Returning this support and kindness is important to all of these home businesses as well. Andrea Wolinetz and Alexis Placzek, of Butch Sandwiches, operate on a suggested donation scale with free food for those in need, healthcare workers, and teachers. They also donated half of the profits from their recent pop-up at Westwood bar to organizations supporting the AAPI community.
“Our big mission really is about nourishing the community and what that means,” Wolinetz said. “It’s about doing what our community can do. We’re not doing this to run a business that is going to feed us into retirement. The hope was to give back to the community in some way that we can.”
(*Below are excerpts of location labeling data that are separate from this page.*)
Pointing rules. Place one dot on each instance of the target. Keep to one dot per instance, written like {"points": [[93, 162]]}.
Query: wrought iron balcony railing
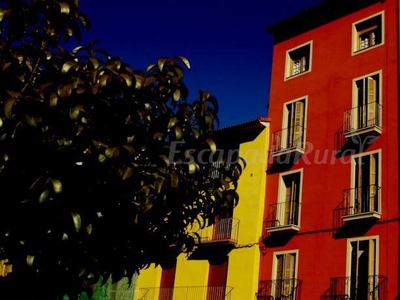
{"points": [[185, 293], [359, 203], [361, 200], [363, 119], [226, 229], [283, 215], [373, 287], [288, 140], [282, 289]]}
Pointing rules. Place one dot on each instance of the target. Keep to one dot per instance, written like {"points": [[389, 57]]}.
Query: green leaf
{"points": [[174, 180], [64, 8], [29, 260], [192, 167], [127, 79], [76, 218], [185, 61], [8, 106], [43, 196], [57, 186], [161, 63], [177, 95], [67, 66], [178, 133], [212, 145]]}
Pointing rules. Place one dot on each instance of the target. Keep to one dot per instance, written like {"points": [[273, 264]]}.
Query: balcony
{"points": [[363, 121], [283, 217], [288, 142], [359, 205], [346, 288], [184, 293], [217, 239], [288, 289]]}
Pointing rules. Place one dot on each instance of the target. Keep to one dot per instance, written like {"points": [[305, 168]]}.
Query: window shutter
{"points": [[372, 269], [303, 64], [373, 183], [289, 265], [288, 197], [371, 104], [279, 267], [358, 185], [298, 124], [291, 125]]}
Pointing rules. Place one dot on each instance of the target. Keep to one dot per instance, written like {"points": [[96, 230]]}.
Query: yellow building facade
{"points": [[226, 264]]}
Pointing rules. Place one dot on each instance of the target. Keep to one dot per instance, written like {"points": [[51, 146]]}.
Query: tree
{"points": [[103, 169]]}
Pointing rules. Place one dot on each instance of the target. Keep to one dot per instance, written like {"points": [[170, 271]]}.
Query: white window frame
{"points": [[288, 62], [354, 120], [282, 193], [285, 120], [355, 34], [353, 175]]}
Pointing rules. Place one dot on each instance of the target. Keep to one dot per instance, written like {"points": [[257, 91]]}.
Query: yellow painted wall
{"points": [[148, 278], [243, 264], [244, 260]]}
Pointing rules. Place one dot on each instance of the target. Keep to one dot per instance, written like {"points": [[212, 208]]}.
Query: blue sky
{"points": [[226, 42]]}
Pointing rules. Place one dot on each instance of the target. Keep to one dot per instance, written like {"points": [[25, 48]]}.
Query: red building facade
{"points": [[331, 228]]}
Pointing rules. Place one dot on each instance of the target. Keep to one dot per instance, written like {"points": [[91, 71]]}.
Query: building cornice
{"points": [[315, 16]]}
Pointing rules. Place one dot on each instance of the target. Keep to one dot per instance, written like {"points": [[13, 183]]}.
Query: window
{"points": [[365, 116], [288, 206], [285, 276], [366, 184], [364, 278], [298, 60], [368, 112], [294, 119], [291, 139], [367, 33]]}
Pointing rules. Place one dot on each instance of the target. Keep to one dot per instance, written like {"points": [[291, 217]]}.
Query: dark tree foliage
{"points": [[103, 169]]}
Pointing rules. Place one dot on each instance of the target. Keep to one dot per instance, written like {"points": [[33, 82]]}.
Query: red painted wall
{"points": [[329, 90]]}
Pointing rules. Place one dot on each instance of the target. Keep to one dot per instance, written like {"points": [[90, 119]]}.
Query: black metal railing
{"points": [[357, 202], [222, 230], [283, 214], [362, 117], [185, 293], [373, 287], [362, 199], [283, 289], [288, 138]]}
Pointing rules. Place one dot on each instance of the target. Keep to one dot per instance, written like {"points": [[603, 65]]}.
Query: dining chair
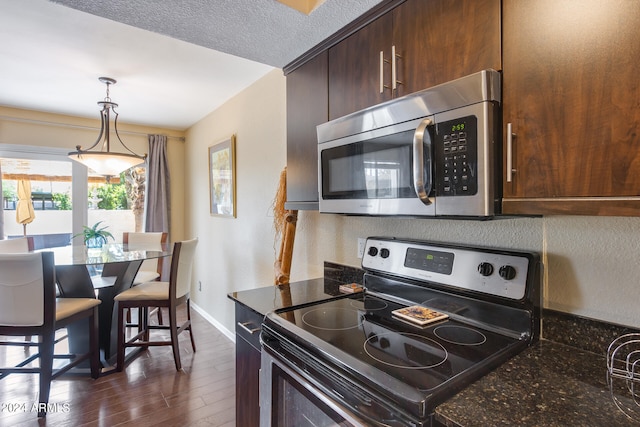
{"points": [[170, 295], [28, 306], [151, 269], [17, 245]]}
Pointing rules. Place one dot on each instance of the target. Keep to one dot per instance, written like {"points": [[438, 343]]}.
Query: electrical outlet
{"points": [[361, 244]]}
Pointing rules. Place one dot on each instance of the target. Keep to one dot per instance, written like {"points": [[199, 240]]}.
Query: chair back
{"points": [[151, 241], [18, 245], [181, 267], [27, 282]]}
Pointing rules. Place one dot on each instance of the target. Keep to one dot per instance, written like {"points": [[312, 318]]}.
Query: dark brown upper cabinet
{"points": [[307, 107], [417, 45], [571, 107]]}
Bread by Ben also donates a portion of their profits to local initiatives like a community fridge and a food distribution center run out of a nearby church.
This “test-run” of their business model has given many the confidence to achieve something they’ve long dreamed about— whether it’s opening a brick and mortar, or just doing a passion full-time.
“I’m at a point where I could potentially make this a full time thing. I just need to have a little bit more consistency to then be able to rent a commercial kitchen space. In the next couple of weeks I’m actually going to start offering nationwide shipping in addition to deliveries and picking up. I think that will put me to that point where I won’t have to go back to work in July, and I can make this full time,” McBeth-Burrows said.
Wolff says that he hopes to open either a commissary kitchen or a brick and mortar bakery within two years. He plans on staying in his Flatbush and PLG community.
“I moved to this neighborhood and I didn’t really know much about it and they really embraced me. I just feel so welcomed,” Wolff said.
For Joyce, it’s about doing something that she loves.
“I’ve seen [the business] grow month over month. I’m not making millions of dollars by any means, but it definitely is something I truly enjoy. I love being able to bring joy through food and I love seeing the customer’s reactions. Definitely beyond the pandemic I see it as being something that goes further, and maybe beyond just my home,” Joyce said.